The American journalist Tom Plate, whose column appears in The Straits Times, admires Singapore. In his book, Confessions of an American Media Man, he writes:
Sure, Singapore had its problems -- ethnic tension, excessive political uprightness, constant worries about unemployment. But they've done one heck of a job. The city state has one of the highest per capita incomes in the world. The environment is so clean that it is a Western environmentalist's paradise. There is no littering... The public education system consistently rates as one of the best in the world. The Singapore cabinet invariably fields a team whose collective IQ is at least equal to that of its neighbours' cabinets combined; its civil servants are paid well and its appointment process is, by and large merit-driven; and its much-maligned, if always pro-government, news media... serves all its ethnicities pretty well by not sensationalising frictions and counts one world-class daily newspaper, The Straits Times, among its holdings.
That's the only mention of The Straits Times, which sometime ago published this section of the book where Plate also writes about his interview with Lee Kuan Yew. When asked what was Singapore's biggest problem after independence in the 1960s, he writes,
Surprisingly, Lee said it wasn't the economy, national security nor public schools but rather the omnipresent, oppressive, lawless, marauding drug gangs who roamed the streets, terrorised the citizenry and kept the decent people of Singapore indoors at night...

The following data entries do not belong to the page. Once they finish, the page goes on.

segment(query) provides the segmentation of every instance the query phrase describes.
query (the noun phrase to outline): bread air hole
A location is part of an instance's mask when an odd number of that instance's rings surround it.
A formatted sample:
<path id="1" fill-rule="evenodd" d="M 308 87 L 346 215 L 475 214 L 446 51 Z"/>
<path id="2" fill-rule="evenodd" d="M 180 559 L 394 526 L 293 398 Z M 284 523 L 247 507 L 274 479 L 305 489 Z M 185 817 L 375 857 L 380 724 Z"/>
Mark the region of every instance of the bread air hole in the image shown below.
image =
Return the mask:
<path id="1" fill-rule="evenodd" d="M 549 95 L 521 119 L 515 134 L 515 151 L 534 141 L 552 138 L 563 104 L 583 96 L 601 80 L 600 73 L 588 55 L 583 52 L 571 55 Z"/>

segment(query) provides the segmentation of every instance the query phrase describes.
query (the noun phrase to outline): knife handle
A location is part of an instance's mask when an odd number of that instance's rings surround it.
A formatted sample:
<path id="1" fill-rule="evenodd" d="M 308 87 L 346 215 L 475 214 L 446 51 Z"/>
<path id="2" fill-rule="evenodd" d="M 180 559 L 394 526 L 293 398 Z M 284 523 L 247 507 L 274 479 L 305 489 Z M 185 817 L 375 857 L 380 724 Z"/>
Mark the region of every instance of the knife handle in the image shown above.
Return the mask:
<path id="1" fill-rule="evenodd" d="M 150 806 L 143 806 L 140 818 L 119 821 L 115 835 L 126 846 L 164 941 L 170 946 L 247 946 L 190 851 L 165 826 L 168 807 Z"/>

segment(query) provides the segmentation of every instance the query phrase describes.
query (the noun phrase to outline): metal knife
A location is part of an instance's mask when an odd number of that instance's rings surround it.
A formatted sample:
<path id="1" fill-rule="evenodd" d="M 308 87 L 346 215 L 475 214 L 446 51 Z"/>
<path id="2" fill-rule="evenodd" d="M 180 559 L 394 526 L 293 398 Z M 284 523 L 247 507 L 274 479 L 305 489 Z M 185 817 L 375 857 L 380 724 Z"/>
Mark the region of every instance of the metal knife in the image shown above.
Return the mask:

I asked him what he did to combat the gangs.
"We had the army arrest them and put them in jail."
"So how did the trials go?"
"We had no trials," the senior statesman said reasonably...
"But that's preposterous!"
"Mr Plate, haven't you noticed? The streets of Singapore are safe."
He had me there. Years later, my spunky wife Andrea put this to me. I want to go away for a week, by myself... What, in your view, is the most interesting and safe place for a woman alone? Easy, I answered, Singapore. She went and mainly loved it.